Mauritania's prime minister was released Monday as junta leaders bowed to international pressure after a coup that prompted the U.S. to cut off more than $20 million in aid.

But the junta was still holding the country's president and said it had no immediate plans to release him, indicating that although the military is willing to make some conciliatory gestures, power remains firmly in their hands.

Monday's announcement said the army-led "state council" had freed Prime Minister Yahya Ould Ahmed Waqef and three other key allies of President Sidi Ould Cheikh Abdallahi.

The release follows behind-the-scenes lobbying by the ambassadors of the United States, France, Germany and Spain who met with the coup leader late Sunday night to demand their release, according to a diplomat who asked not to be named because he is not authorized to speak to the press.

France has frozen aid to Mauritania and the European Union also has threatened to cut off aid.
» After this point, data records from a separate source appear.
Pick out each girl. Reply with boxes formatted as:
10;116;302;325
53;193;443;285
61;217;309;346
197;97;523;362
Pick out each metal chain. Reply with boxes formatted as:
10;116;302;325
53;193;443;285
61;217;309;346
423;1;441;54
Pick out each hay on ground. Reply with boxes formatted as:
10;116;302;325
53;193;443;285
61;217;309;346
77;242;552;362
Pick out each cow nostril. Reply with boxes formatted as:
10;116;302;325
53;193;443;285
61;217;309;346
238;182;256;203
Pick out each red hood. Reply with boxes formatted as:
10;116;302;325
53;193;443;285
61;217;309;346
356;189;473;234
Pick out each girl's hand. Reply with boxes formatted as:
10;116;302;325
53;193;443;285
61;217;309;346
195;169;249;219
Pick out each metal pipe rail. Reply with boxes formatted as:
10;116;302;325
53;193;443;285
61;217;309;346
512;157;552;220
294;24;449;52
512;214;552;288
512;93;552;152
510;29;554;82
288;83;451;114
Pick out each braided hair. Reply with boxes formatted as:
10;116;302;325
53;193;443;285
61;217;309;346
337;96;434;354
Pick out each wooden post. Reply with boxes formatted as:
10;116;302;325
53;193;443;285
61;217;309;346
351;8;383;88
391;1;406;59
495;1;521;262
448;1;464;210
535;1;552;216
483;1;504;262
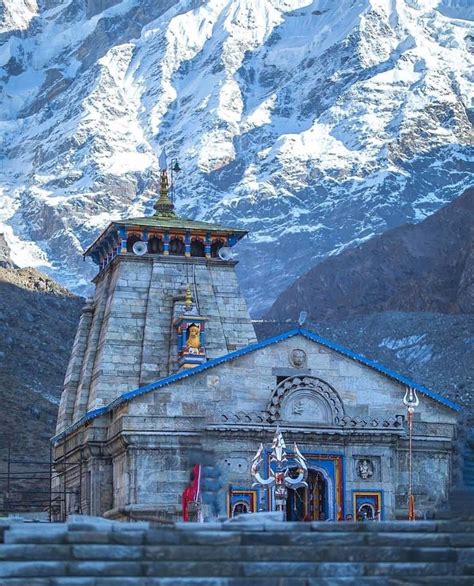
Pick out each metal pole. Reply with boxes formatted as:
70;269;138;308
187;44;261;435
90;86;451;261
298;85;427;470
7;438;11;497
48;444;53;523
408;407;415;521
403;387;419;521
The African Union suspended Mauritania from the 53-nation body because of the military takeover.

Gen. Mohamed Ould Abdel Aziz launched the coup one hour after the president, fired the country's top four generals — including Aziz — last Wednesday morning. The firing came after an increasingly bitter standoff between the president and the army.

Mauritania, a country of just 3 million people, is located on the southern edge of the Sahara desert that bridges the Arab world with sub-Saharan Africa.

The country held historic elections just last year, its first free and fair ballot in more than 20 years. Mauritania won international praise for that vote, which saw Abdallahi emerge as victor after a two-year transition to civilian rule begun with the army's 2005 ouster of a dictator.